The subacute post-operative anterior segment mass reported above most likely represents a fibrinous exudate secondary to rebound iritis given the non-compliance of our patient to the topical steroid regimen and the presence of inflammation in the fellow eye. Rebound and persistent iritis are well-known entities that may occur after cataract surgery. Neatrour et al1 reported that pupil expansion devices such as a Malyugin ring, which was used in the case of our patient, portends a statistically significant increase in persistent (> 1 month) post-operative iritis.
Intraocular fibrinous exudates are occasionally encountered after intraocular surgery, more commonly after pars plana vitrectomy rather than uncomplicated cataract surgery.2–5 Jaffe et al2 noted the presence of post-vitrectomy fibrin in the AC in nearly one-third of a total of 194 patients undergoing vitrectomy within a 10-month period with pre-operative risk factors being severe flare and the presence of a prior scleral buckle. Sebestyen et al3 defined an entity known as “the fibrinoid syndrome” which is characterized by thick transvitreal or retropupillary fibrin bands that develop in patients with proliferative diabetic retinopathy after undergoing multiple intraocular surgeries.

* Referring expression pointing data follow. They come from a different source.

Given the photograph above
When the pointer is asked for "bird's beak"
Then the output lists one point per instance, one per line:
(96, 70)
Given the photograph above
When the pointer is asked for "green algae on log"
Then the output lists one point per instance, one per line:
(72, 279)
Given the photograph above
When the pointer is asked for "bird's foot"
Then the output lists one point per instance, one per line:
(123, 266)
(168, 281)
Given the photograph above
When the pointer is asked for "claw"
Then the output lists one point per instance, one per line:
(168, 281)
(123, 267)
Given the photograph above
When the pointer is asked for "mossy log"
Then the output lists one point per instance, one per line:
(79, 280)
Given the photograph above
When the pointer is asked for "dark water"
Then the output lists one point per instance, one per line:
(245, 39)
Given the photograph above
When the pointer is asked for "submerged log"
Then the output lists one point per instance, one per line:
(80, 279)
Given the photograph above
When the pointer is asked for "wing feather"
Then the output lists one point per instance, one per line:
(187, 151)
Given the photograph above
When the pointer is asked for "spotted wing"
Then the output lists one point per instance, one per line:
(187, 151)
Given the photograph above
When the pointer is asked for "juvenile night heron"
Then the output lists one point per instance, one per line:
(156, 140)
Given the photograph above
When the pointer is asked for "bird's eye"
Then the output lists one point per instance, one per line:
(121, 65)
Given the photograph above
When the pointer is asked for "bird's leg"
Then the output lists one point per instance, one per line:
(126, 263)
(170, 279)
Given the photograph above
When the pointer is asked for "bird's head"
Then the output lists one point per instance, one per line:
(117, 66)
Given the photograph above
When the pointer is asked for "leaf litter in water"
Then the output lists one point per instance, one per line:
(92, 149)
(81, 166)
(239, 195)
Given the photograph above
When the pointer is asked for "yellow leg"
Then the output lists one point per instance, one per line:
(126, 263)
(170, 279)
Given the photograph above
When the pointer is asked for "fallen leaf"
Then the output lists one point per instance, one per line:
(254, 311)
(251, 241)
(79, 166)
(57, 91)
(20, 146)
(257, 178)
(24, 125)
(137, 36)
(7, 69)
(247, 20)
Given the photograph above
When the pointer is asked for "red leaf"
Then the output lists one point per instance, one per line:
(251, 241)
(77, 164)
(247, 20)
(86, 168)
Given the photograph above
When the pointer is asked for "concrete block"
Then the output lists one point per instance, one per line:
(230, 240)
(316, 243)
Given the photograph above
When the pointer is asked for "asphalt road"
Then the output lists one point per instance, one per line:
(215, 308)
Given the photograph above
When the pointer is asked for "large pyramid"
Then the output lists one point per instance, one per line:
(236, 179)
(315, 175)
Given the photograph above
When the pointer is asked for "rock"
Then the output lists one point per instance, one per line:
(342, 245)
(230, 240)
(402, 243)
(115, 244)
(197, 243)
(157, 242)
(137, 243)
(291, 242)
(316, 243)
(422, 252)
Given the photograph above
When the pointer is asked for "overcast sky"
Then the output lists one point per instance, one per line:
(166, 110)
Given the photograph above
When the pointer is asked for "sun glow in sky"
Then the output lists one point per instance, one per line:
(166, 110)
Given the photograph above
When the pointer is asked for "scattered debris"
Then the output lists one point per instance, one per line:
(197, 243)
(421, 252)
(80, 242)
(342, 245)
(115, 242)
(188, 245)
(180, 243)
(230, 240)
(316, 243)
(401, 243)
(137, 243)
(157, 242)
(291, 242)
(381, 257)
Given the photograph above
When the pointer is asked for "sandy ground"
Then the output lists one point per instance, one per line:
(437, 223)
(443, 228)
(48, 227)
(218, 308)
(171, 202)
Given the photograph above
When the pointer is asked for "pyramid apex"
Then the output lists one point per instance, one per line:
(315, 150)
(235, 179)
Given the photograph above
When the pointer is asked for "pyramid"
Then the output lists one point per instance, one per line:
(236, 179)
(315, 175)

Fibrin reaction has also been reported after anterior segment surgery, particularly combined cataract and glaucoma surgery in the setting of iris manipulation in patients on long-term miotic therapy, as well as in uveitic patients.4 Following routine cataract surgery, Miyake et al6 reported a 4.4% overall incidence of pupillary fibrin membrane formation in Japanese patients, typically around post-operative day five. Interestingly, the authors found a statistically significant increase in the incidence of fibrin reaction after cataract surgery in the second eye, especially when the two operations took place within five months of each other. Remarkably, our patient did not develop a fibrin reaction until 10 weeks post-surgery and only showed a unilateral reaction despite having bilateral surgery one month apart.

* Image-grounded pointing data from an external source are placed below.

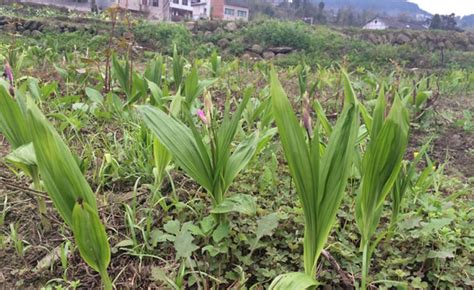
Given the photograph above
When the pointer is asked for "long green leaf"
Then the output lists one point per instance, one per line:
(12, 121)
(179, 140)
(90, 237)
(293, 281)
(62, 177)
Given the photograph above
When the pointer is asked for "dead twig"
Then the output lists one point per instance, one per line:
(347, 279)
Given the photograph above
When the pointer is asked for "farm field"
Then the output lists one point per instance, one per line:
(138, 155)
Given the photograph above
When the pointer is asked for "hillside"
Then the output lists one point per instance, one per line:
(467, 21)
(391, 7)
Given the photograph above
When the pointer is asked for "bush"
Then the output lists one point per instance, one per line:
(164, 36)
(279, 33)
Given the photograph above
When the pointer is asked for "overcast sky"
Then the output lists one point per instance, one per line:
(459, 7)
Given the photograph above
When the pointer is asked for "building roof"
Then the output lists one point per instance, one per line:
(397, 24)
(237, 3)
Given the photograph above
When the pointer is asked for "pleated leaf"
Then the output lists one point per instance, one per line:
(320, 182)
(62, 177)
(293, 281)
(90, 237)
(12, 121)
(180, 142)
(381, 165)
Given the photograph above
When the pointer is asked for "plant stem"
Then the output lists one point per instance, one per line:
(106, 280)
(41, 203)
(365, 267)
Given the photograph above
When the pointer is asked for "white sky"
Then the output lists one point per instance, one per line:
(459, 7)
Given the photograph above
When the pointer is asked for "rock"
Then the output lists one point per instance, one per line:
(281, 49)
(208, 26)
(402, 39)
(10, 27)
(246, 56)
(372, 38)
(471, 38)
(268, 54)
(257, 49)
(223, 43)
(231, 27)
(251, 55)
(36, 33)
(28, 24)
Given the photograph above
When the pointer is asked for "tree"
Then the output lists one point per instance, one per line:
(94, 6)
(436, 22)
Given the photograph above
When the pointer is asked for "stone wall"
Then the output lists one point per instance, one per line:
(429, 39)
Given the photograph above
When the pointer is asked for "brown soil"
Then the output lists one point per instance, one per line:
(452, 145)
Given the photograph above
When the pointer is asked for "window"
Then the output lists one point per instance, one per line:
(241, 13)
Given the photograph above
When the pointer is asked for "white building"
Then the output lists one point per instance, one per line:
(376, 24)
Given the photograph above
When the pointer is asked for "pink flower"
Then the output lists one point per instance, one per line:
(9, 74)
(307, 120)
(202, 116)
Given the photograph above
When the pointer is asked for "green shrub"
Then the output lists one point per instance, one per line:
(280, 33)
(164, 36)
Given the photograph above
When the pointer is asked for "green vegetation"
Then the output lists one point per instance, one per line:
(168, 166)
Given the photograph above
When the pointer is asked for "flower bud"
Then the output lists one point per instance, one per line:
(202, 116)
(9, 75)
(307, 121)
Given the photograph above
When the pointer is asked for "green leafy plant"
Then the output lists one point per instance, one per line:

The pathophysiology of post-operative fibrin clots is thought to be secondary to a transient lowering of IOP and disruption in the blood-aqueous barrier during CE, which results in the leakage of fibrinogen-rich fluid from arterial plasma into the AC, eliciting a fibrinoid reaction.7–9 Multiple studies have shown benefit in using intracameral tissue plasminogen activator to rapidly melt the fibrin clot. 4,7,8 If untreated, this fibrin can consolidate and result in a dense pupillary membrane and decrease in vision. One could surmise that an underlying hypercoagulable condition and collagen vascular disease, such as antithrombin III deficiency and systemic lupus erythematous seen in our patient, may portend an increased risk for fibrinous iritis, although this has not been reported in the literature.
Although AC fibrin clots have been previously reported in the literature, they have been described mostly after pars plana vitrectomy, typically in complex eyes or complicated surgeries, occurrence within the first postoperative week, and with irregular borders with varying degrees of opacity and web-like projections. Our patient not only had a delayed (10 week post-surgical) presentation, but the clot itself had the atypical appearance of a globular mass with a round, smooth border and a sharply-demarcated stalk connecting to the anterior surface of the PCIOL. Although a biopsy was not taken for definitive diagnosis, the lesion was suspected to be fibrin due to its associated AC reaction and rapid resolution on topical steroid therapy.
To the best of our knowledge, this is the first report in the ophthalmic literature of a post-operative anterior uveitic mass in such a well-circumscribed configuration that completely resolved after a short course of topical steroids. We surmise that this mass represents a peculiarly-shaped fibrinous exudate secondary to a subacute rebound iritis; ophthalmologists should be aware of this rare and unique presentation after intraocular surgery.